HOLTVILLE — The day the Easter earthquake struck in 2010 was a long one for water plant operator Ricardo Ruiz.
He had to stay at the plant for two days, Ruiz said. Luckily, a new water tank had just come online.
Otherwise, the city could have been left without water as the earthquake severely damaged a 1.5-million storage tank, Ruiz said.
In fact, the damage was so severe that the tank had to be demolished a few months later.

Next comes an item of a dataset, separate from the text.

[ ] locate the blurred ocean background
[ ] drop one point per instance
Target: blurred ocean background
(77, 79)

And since then, the city has faced various fines over its water quality.
So Monday’s ground-breaking for the new water tank means not only water safety in times of emergency, but also water quality safety for resident.
“We can live without fear of loss of water,” said Mayor Jerry Brittsan moments after the council and staff used golden shovels to pick up some dirt and thus mark the first day of construction.

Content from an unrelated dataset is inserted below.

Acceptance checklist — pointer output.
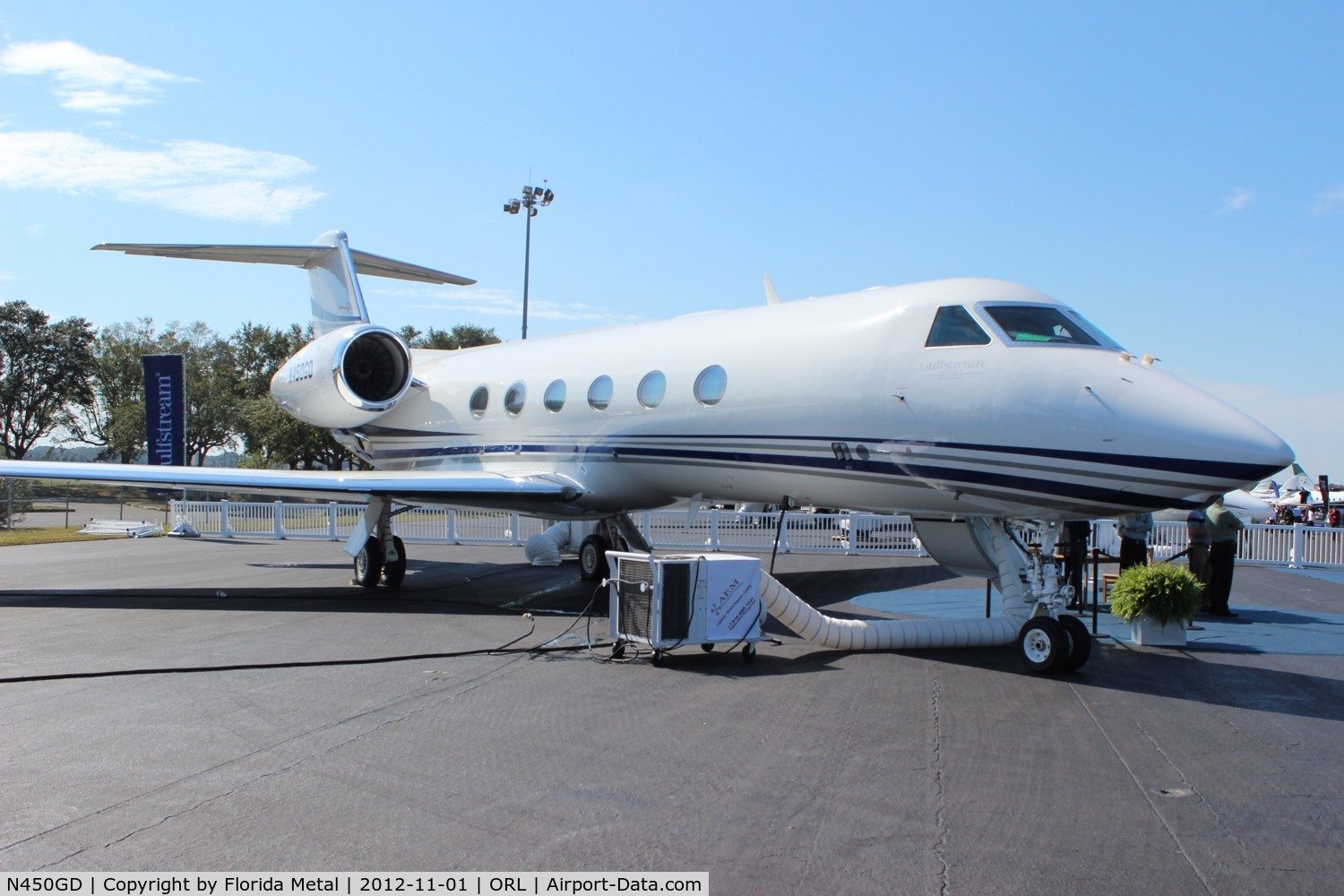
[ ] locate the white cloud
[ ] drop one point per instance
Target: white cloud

The new 1.5 million water tank will also have a UV disinfection system that will reduce the city’s chemical input, said City Manager Alex Meyerhoff.
The tank is expected to be finished in September, he said, but expected to come online in October.
And when this happens the city will have more storage capacity and be more resilient in case of emergencies, according to Ruiz, as both water tanks will be operating simultaneously.
But the job of the council is not yet over with regard to the roughly $2.7 million project funded by the Federal Emergency Management Agency.
Monday, the council awarded the bid for the project’s geotechnical services to LandMark Geo-Engineers and Geologists.
The contract worth about $16,000 will be used to test material and observe site earthwork, reservoir excavation and reservoir soil foundation, according to a report to the council.